North Cops Blow All Credibility

Posted By: March 29, 2013

Irish Voice. October 9, 2002
Editorial/ Periscope

By NiallO’Dowd

FATHER Sean McManus is a man to be reckoned with when it comes to advocating causes. His espousal of the MacBride Principles back in the 1980s caused fits for the British government and forced compliance by many huge American corporations.

He also ensured that no U.S. weapons went to the RUC at a time when that police force had one of the worst reputations in the world for shoot to kill tactics.

McManus has also been a constant watchdog in Washington on Irish affairs and has been hugely successful in setting the Irish American agenda over the past 30 years.

This week, in a letter to this newspaper, he writes, “PSNI/RUC must go will now be the call of Irish Americans.” It is a very significant statement.

McManus also wrote, “The new beginning to policing promised by Patten clearly has not happened. Rather it appears that the old, sectarian and anti-Catholic RUC never went away, you know.”

McManus, since the first IRA ceasefire in 1994, has been a hugely passionate advocate of the peace process. Despite many misgivings he has supported it to the hilt since then, and has brought many influential Irish Americans around to his point of view.

If you wanted a bellwether of where Irish America stands, McManus, a Fermanagh native, could provide it. That makes his statements this week all the more important.

The Police Service of Northern Ireland (PSNI) launch a storm trooper raid on Sinn Fein offices at Stormont. Huge armored carriers pull up and heavily armed police run up the stairs to the Sinn Fein office.

Is there a riot? Is there a hostage situation? No, they merely want to examine some discs and arrest the Sinn Fein official in charge of the office.

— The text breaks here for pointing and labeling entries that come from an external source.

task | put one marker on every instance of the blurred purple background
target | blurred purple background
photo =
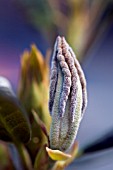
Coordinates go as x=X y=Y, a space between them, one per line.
x=16 y=34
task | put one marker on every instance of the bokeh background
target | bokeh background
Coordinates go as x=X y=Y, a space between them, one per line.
x=88 y=27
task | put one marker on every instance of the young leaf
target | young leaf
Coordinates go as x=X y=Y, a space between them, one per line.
x=14 y=124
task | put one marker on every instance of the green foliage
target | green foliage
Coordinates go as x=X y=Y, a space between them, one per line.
x=13 y=121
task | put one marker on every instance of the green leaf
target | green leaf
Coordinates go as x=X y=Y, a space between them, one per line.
x=14 y=124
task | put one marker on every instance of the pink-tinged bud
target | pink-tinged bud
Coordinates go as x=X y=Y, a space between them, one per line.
x=68 y=96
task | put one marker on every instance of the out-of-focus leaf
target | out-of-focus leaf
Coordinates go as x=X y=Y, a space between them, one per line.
x=34 y=94
x=5 y=160
x=41 y=161
x=14 y=124
x=57 y=155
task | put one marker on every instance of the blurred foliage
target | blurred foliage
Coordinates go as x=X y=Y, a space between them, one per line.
x=81 y=22
x=5 y=158
x=33 y=93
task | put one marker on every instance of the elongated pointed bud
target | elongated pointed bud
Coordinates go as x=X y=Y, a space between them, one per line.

This raid occurs at a time when Loyalist violence is at record levels for the year, a Loyalist feud has resulted in several deaths and Nationalist homes are threatened nightly on the peacelines.

The PSNI have done precious little about that situation. As McManus states, it’s a little like the FBI cracking down on civil rights workers and not the Ku Klux Klan. It seems the PSNI, like the old RUC, will always take a special delight in cracking Nationalist heads and ignoring the worst offender on the other side.

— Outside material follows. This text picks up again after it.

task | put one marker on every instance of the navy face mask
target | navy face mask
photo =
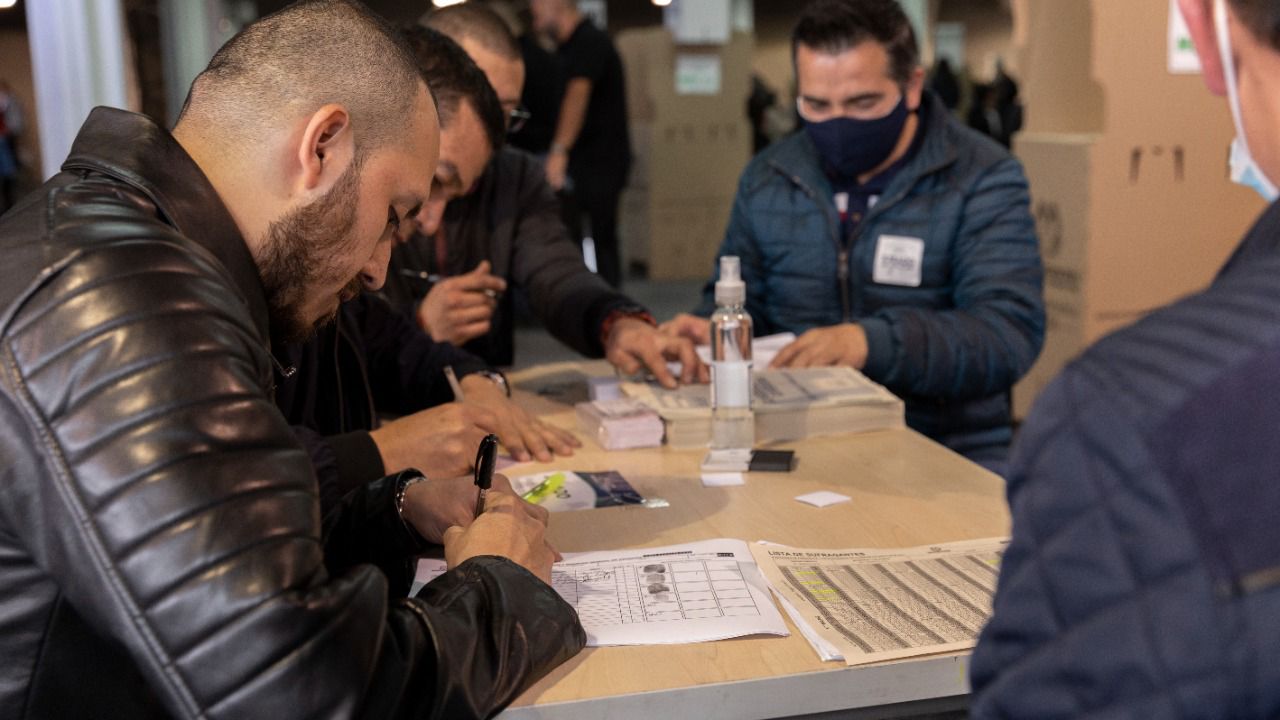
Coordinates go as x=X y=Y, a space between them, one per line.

The hijinks by the PSNI must also place in question the role of the young Catholics who joined the organization in good faith, at the urging of the SDLP and the Irish government.

If you want the meaning of the word pressure, it is not what David Trimble is going through, but rather what a young Catholic recruit must be feeling at the moment.

Hired on the basis of equal rights and equal protection, he may soon find himself an outcast in his own community, and worse, a target of militants, as the old RUC has resurfaced with a smilier face.

Consider too the position of the SDLP party, who agreed to join the policing board on the basis that they would have input into major decisions. The run amok behavior last week by the police, which they were obviously powerless to stop, leaves them with a huge credibility gap too.

There was also the beginning of a rapprochement with Sinn Fein and the policing board. Gerry Adams had stated that he would meet the new Chief Constable Hugh Orde, who has won praise in many quarters for his work on previous police collusion investigations in the North. We can kiss goodbye to that meeting happening any time soon.

Even handed policing is at the heart of any peace settlement. While political parties can argue points at Stormont, it is the attitude of the policeman on the street who will color the feelings of tens of thousands of ordinary citizens.

Even during the recent long hot summer, when nightly riots saw Loyalist mobs descend unobstructed on Nationalist enclaves, the tendency was still to give the fledgling police force the benefit of the doubt. It now looks like that was the same as expecting Mississippi or Alabama to end slavery by majority vote.

With the imminent collapse of the power sharing Executive, there are hard questions to be asked about the future of Northern Ireland. None is more important than who will police the police.